Summary. Operating systems are complex, million line code bases. Multiprocessors were becoming popular, but it was too difficult to modify existing commercial operating systems to take full advantage of the new hardware. Disco is a virtual machine monitor, or hypervisor, that uses virtualization to run commercial virtual machines on cache-coherent NUMA multiprocessors. Guest operating systems running on Disco are only slightly modified, yet are still able to take advantage of the multiprocessor. Moreover, Disco offers all the traditional benefits of a hypervisor (e.g. fault isolation).
Disco provides the following interfaces:
- Processors. Disco provides full virtualization of the CPU allowing for restricted direct execution. Some privileged registers are mapped to memory to allow guest operating systems to read them.
- Physical memory. Disco virtualizes the guest operating system's physical address spaces, mapping them to hardware addresses. It also supports page migration and replication to alleviate the non-uniformity of a NUMA machine.
- I/O devices. All I/O communication is simulated, and various virtual disks are used.
Disco is implemented as follows:
- Virtual CPUs. Disco maintains the equivalent of a process table entry for each guest operating system. Dicso runs in kernel mode, guest operating systems run in supervisor mode, and applications run in user mode.
- Virtual physical memory. To avoid the overhead of physical to hardware address translation, Disco maintains a large software physical to hardware TLB.
- NUMA. Disco migrates pages to the CPUs that access them frequently, and replicates read-only pages to the CPUs that read them frequently. This dynamic page migration and replications helps mask the non-uniformity of a NUMA machine.

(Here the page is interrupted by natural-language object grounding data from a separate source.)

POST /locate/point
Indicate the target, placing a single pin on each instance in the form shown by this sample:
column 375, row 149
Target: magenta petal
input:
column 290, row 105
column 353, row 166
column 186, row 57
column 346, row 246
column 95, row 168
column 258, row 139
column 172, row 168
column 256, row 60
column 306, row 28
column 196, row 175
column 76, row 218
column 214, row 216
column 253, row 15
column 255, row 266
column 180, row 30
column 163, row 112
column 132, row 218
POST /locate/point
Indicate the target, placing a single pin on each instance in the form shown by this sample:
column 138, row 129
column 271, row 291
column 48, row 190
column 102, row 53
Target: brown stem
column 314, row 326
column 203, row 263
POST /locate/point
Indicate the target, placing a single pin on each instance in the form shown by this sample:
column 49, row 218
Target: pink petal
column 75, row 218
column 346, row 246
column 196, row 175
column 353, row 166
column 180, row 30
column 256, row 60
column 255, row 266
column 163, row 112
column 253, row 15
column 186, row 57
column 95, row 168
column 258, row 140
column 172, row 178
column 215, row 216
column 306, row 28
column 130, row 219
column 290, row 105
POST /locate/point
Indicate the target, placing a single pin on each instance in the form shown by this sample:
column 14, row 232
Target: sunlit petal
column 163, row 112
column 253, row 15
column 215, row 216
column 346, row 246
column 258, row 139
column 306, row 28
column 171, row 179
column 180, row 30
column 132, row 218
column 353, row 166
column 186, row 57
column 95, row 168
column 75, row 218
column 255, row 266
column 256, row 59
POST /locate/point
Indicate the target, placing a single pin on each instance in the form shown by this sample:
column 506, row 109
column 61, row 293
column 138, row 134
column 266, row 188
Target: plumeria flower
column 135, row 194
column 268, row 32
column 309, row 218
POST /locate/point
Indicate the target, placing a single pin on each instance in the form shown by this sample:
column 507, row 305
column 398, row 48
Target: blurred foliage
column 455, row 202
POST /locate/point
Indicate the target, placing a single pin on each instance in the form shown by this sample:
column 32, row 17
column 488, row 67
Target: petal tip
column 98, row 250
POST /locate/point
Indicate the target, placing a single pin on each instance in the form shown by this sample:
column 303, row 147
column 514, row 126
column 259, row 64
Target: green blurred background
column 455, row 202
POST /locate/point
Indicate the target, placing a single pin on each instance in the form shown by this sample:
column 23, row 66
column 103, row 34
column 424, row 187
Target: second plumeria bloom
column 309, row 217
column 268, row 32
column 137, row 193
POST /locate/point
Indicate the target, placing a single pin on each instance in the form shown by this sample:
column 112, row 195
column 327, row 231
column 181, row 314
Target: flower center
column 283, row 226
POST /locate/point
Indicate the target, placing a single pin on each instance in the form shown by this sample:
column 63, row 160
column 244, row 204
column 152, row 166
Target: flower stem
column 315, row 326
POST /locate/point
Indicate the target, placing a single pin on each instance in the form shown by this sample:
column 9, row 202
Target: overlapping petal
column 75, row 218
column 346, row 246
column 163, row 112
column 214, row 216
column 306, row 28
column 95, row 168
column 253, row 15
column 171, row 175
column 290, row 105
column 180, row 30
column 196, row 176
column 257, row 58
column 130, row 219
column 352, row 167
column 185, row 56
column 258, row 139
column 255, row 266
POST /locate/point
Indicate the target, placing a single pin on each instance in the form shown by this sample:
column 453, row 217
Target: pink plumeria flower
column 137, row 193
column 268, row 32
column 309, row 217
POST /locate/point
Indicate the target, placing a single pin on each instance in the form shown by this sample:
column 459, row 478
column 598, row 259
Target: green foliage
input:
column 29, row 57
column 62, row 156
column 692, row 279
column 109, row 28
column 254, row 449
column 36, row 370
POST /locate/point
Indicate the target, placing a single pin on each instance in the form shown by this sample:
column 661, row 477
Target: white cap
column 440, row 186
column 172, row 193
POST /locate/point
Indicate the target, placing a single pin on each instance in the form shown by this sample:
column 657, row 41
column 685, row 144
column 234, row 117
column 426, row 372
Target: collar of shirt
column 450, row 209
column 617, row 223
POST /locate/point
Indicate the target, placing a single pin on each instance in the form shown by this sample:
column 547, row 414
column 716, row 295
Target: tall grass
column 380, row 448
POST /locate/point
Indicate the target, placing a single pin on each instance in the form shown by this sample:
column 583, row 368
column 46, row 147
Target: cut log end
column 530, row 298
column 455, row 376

- Copy-on-write disks. Disco can map physical addresses in different guest operating systems to a read-only page in hardware memory. This lowers the memory footprint of running multiple guest operating systems. The shared pages are copy-on-write.
- Virtual network interfaces. Disco runs a virtual subnet over which guests can communicate using standard communication protocols like NFS and TCP. Disco uses a similar copy-on-write trick as above to avoid copying data between guests.